Hodges-Lehmann Gaussian efficiency: location shift vs. shift of locations

Let us consider two samples \(\mathbf{x} = (x_1, x_2, \ldots, x_n)\) and \(\mathbf{y} = (y_1, y_2, \ldots, y_m)\). The one-sample Hodges-Lehman location estimator is defined as the median of the Walsh (pairwise) averages:

\[\operatorname{HL}(\mathbf{x}) = \underset{1 \leq i \leq j \leq n}{\operatorname{median}} \left(\frac{x_i + x_j}{2} \right), \quad \operatorname{HL}(\mathbf{y}) = \underset{1 \leq i \leq j \leq m}{\operatorname{median}} \left(\frac{y_i + y_j}{2} \right). \]

For these two samples, we can also define the shift between these two estimations:

\[\Delta_{\operatorname{HL}}(\mathbf{x}, \mathbf{y}) = \operatorname{HL}(\mathbf{x}) - \operatorname{HL}(\mathbf{y}). \]

The two-sample Hodges-Lehmann location shift estimator is defined as the median of pairwise differences:

\[\operatorname{HL}(\mathbf{x}, \mathbf{y}) = \underset{1 \leq i \leq n,\,\, 1 \leq j \leq m}{\operatorname{median}} \left(x_i - y_j \right). \]

Previously, I already compared the location shift estimator with the difference of median estimators (1, 2). In this post, I compare the difference between two location estimations and the shift estimations in terms of Gaussian efficiency. Before I started this study, I expected that \(\operatorname{HL}\) should be more efficient than \(\Delta_{\operatorname{HL}}\). Let us find out if my intuition is correct or not!

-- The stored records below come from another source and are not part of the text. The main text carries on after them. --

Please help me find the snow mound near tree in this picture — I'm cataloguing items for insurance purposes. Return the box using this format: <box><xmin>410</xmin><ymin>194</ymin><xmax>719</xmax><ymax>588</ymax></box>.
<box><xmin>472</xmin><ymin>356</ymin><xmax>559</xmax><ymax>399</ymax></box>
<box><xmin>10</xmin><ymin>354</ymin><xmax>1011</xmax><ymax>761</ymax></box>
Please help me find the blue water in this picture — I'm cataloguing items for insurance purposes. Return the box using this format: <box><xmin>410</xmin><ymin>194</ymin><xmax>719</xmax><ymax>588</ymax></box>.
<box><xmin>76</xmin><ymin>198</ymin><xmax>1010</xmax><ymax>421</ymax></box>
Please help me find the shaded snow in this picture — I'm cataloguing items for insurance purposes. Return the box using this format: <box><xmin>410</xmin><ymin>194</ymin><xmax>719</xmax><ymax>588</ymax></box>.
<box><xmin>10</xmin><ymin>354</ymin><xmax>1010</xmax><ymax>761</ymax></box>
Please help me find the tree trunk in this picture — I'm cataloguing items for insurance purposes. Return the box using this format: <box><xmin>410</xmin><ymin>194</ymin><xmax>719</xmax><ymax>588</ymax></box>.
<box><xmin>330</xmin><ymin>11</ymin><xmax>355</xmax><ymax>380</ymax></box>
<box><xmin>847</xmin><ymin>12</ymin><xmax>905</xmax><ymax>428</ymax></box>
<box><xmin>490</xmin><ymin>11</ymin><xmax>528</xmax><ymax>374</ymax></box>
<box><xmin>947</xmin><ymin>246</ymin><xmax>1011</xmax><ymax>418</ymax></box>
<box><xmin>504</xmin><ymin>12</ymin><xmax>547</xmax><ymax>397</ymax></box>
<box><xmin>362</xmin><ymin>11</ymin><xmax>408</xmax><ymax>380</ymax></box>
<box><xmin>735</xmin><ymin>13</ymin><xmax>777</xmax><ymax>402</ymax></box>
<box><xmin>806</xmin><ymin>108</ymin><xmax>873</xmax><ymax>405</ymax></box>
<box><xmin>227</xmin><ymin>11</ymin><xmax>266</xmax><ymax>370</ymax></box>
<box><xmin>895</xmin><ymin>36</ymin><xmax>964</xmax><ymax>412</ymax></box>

For the baseline, we consider the difference between the means:

\[\Delta_{\operatorname{mean}}(\mathbf{x}, \mathbf{y}) = \operatorname{mean}(\mathbf{x}) - \operatorname{mean}(\mathbf{y}). \]

The relative Gaussian efficiency of \(\Delta_{\operatorname{HL}}\) and \(\operatorname{HL}\) to \(\Delta_{\operatorname{mean}}\) is defined as follows:

\[\operatorname{eff}_{\mathcal{N}}(\Delta_{\operatorname{HL}}) = \frac{\mathbb{V}_{\mathcal{N}}[\Delta_{\operatorname{mean}}]}{\mathbb{V}_{\mathcal{N}}[\Delta_{\operatorname{HL}}]}, \quad \operatorname{eff}_{\mathcal{N}}(\operatorname{HL}) = \frac{\mathbb{V}_{\mathcal{N}}[\Delta_{\operatorname{mean}}]}{\mathbb{V}_{\mathcal{N}}[\operatorname{HL}]}. \]

Numerical simulations

We conduct the following simulation:

  • Enumerate the sample size \(n\) from \(3\) to \(50\).
  • For each \(n\), generate \(500\,000\) pairs of random samples from \(\mathcal{N}(0, 1)\).
  • For each pair of samples, estimate the shift between them using \(\Delta_{\operatorname{HL}}\), \(\operatorname{HL}\), and \(\Delta_{\operatorname{mean}}\).
  • Calculate the Gaussian efficiency of \(\Delta_{\operatorname{HL}}\) and \(\operatorname{HL}\) using the above equations.

Here are the results:

Surprisingly, but the shift of the Hodges-Lehmann location estimators \(\Delta_{\operatorname{HL}}\) turned out to be more efficient under normality than Hodges-Lehmann location shift estimator \(\operatorname{HL}\) (with the only exception of \(n=m=4\)). For \(n,m \geq 15\), the difference is almost negligible, but it’s tangible for small sample sizes.


  • [Hodges1963]
    Hodges, J. L., and E. L. Lehmann. 1963. Estimates of location based on rank tests. The Annals of Mathematical Statistics 34 (2):598–611.